This section describes how scanners and LALR(1) parsers work to aid potential users of a software package I created called Com.Bricologica.LALRLib (LALRLib). This section assumes general software development knowledge. I'll cover scanning, parsing, and specific issues I came across as I sought to solve the specific problems I encountered. I make no guarantee that any solution is proper. I used Crafting a Compiler with C by LeBlanc and Johnson. I was lucky enough to have learned the initial bits from Prof. Johnson himself in a 300-level CS class at the University of Wisconsin in the early 90's while I was pursuing a degree in electrical engineering. First, what are scanners and what are parsers? A source file (such as a file written in C, or Java, or Ruby or any other myriad of languages) is typically a string of text characters. It is very linear—just a string of characters in a file. A scanner looks for groupings of these characters such as words and numbers, or symbol combinations like, say, "::". So a scanner takes a line of individual text characters and turns them into tokens which are groupings of characters and have meaning. The tokens are still a linear stream, but with meaning corresponding to the characters scanned. A parser takes that linear stream of tokens and looks for hierarchical structure and forms trees of tokens and nodes where everything is in the proper place in the hierarchy.

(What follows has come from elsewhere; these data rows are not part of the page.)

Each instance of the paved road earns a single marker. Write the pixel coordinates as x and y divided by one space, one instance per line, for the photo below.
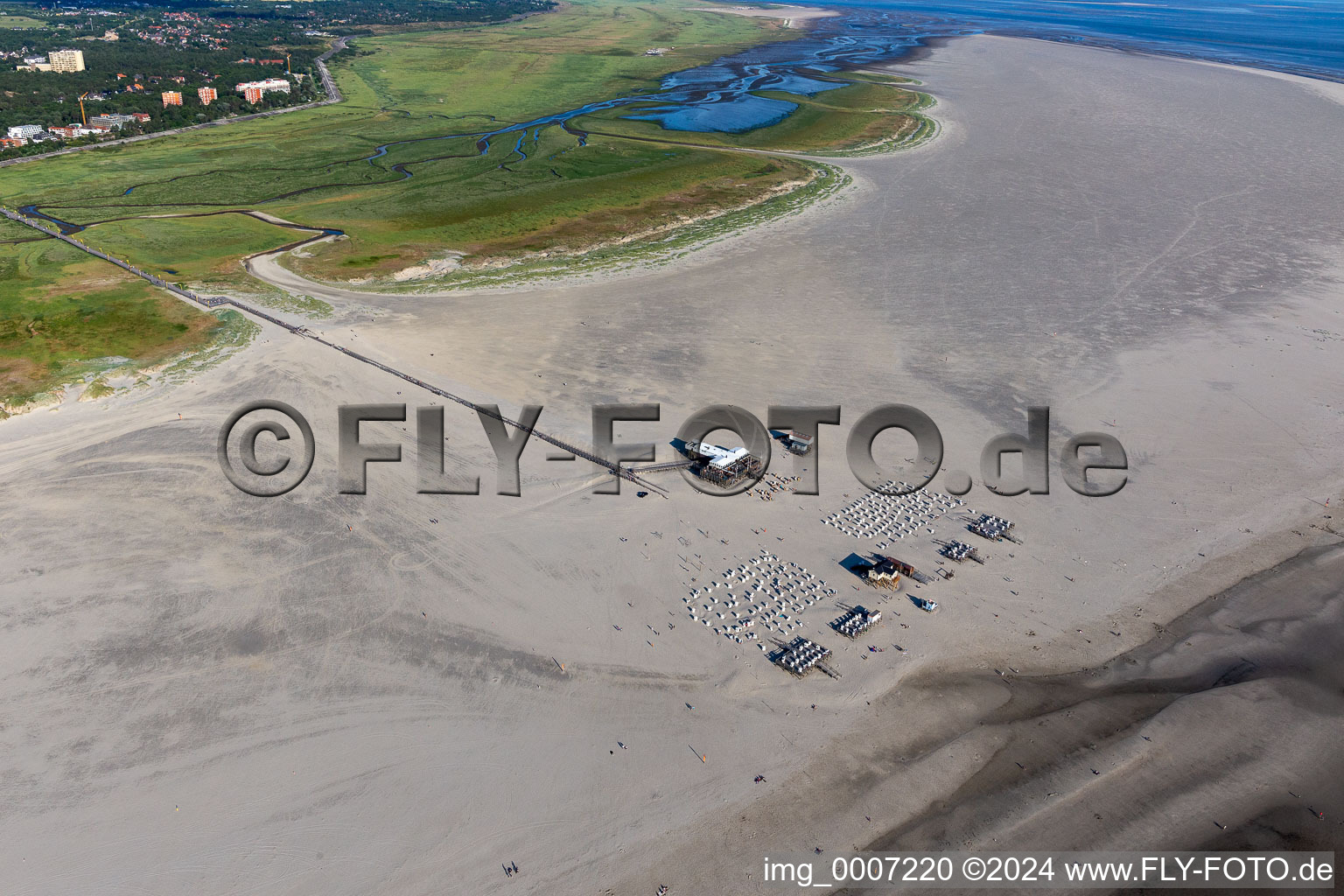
330 89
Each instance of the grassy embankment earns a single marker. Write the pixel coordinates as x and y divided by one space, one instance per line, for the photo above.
65 315
310 167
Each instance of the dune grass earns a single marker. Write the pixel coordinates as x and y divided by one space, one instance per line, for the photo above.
63 313
551 193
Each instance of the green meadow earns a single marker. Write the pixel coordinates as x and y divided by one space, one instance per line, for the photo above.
313 167
63 315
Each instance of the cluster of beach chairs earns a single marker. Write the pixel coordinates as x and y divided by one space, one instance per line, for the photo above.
892 517
802 655
773 484
857 621
990 527
765 592
960 551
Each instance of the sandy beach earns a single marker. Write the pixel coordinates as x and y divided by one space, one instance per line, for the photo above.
396 692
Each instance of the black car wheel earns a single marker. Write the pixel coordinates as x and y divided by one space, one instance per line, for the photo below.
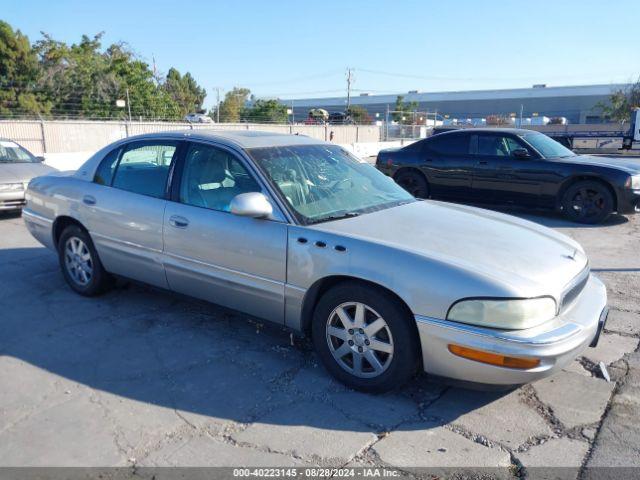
587 202
365 337
413 182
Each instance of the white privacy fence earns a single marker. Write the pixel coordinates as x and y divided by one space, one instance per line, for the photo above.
64 136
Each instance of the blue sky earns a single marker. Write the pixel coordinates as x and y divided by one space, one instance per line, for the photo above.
302 48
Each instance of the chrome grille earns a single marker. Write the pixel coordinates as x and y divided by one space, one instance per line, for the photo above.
574 289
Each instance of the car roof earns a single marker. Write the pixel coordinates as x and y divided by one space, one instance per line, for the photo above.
513 131
240 138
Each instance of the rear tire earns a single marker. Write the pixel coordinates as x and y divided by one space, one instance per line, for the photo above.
80 263
365 356
587 202
413 182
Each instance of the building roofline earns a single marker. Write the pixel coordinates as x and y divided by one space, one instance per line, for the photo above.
512 93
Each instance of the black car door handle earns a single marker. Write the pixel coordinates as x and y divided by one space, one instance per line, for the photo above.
178 221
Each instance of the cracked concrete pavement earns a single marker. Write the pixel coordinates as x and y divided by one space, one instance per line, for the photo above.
146 378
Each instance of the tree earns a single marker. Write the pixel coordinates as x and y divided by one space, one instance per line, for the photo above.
621 102
81 80
359 114
84 80
18 75
232 106
184 91
266 111
403 111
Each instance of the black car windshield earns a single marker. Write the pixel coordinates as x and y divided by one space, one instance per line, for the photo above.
546 146
325 182
11 152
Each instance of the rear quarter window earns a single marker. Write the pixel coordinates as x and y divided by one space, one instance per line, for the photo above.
106 169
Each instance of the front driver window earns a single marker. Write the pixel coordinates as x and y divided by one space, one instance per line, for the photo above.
212 177
497 146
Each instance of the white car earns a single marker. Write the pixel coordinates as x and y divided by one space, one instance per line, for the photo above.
198 118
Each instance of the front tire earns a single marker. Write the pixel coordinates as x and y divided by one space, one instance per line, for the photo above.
80 263
365 338
413 182
587 202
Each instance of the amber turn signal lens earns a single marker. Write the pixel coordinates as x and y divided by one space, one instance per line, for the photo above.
494 358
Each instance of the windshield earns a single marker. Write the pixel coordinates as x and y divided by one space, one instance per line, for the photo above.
324 182
11 152
547 146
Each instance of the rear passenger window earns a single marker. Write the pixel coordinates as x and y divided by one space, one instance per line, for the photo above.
212 177
106 169
144 168
446 144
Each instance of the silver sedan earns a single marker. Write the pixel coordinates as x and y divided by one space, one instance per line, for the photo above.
300 233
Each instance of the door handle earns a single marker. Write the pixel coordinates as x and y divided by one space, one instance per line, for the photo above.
178 221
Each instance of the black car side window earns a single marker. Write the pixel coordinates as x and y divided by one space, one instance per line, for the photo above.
446 144
497 145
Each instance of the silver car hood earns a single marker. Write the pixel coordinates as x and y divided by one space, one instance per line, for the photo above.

So, in a nutshell: Letter/numbers/symbols/etc. -> SCANNER -> tokens -> PARSER -> parse tree Consider the following code snippet which caps x at 100:
if ( x > 100 )
{
    x = 100;
}
This seems to have hierarchical structure because of the carriage returns and spacing. But, the file is just a continuous string of characters. The word 'if', and the number '100' are made of two and three characters respectively. But they have meaning only as grouping. There is also whitespace—spaces and carriage returns. These are characters but are thrown away by the scanner rather than turned into tokens. After running this through a C scanner, the tokens would be:
  • if keyword
  • left parenthesis
  • identifier 'x'
  • right angle bracket
  • integer literal '100'
  • left curtly bracket
  • identifier 'x'
  • assignment operator
  • integer literal '100'
  • semicolon
  • right curly bracket
    • This is a token list. The parser will turn it into a tree. A tree might look something like this tree where each part owns everything indented under it:
      statement
      	if-statement
      		condition
      			expression
      				operation
      					type
      						greater-than
      					left-operand
      						variable (x)
      					right-operand
      						integer-literal (100)
      		true-statement
      			assignment
      				assignee
      					variable (x)
      				expression
      					integer-literal (100)
      The structure is contained within the tree which now contains new nodes not present in the token stream but inferred. The 'if' keyword and '=' have disappeared, absorbed into nodes. So have the parentheses, operator, semicolon, and curly brackets which were consumed while determining the hierarchical tree structure. The 'x' and '100' are still there, however. So the scanner and parser can take a text file with code and create a tree that captures the essence of what the source file contained. This document explains all the steps in that process.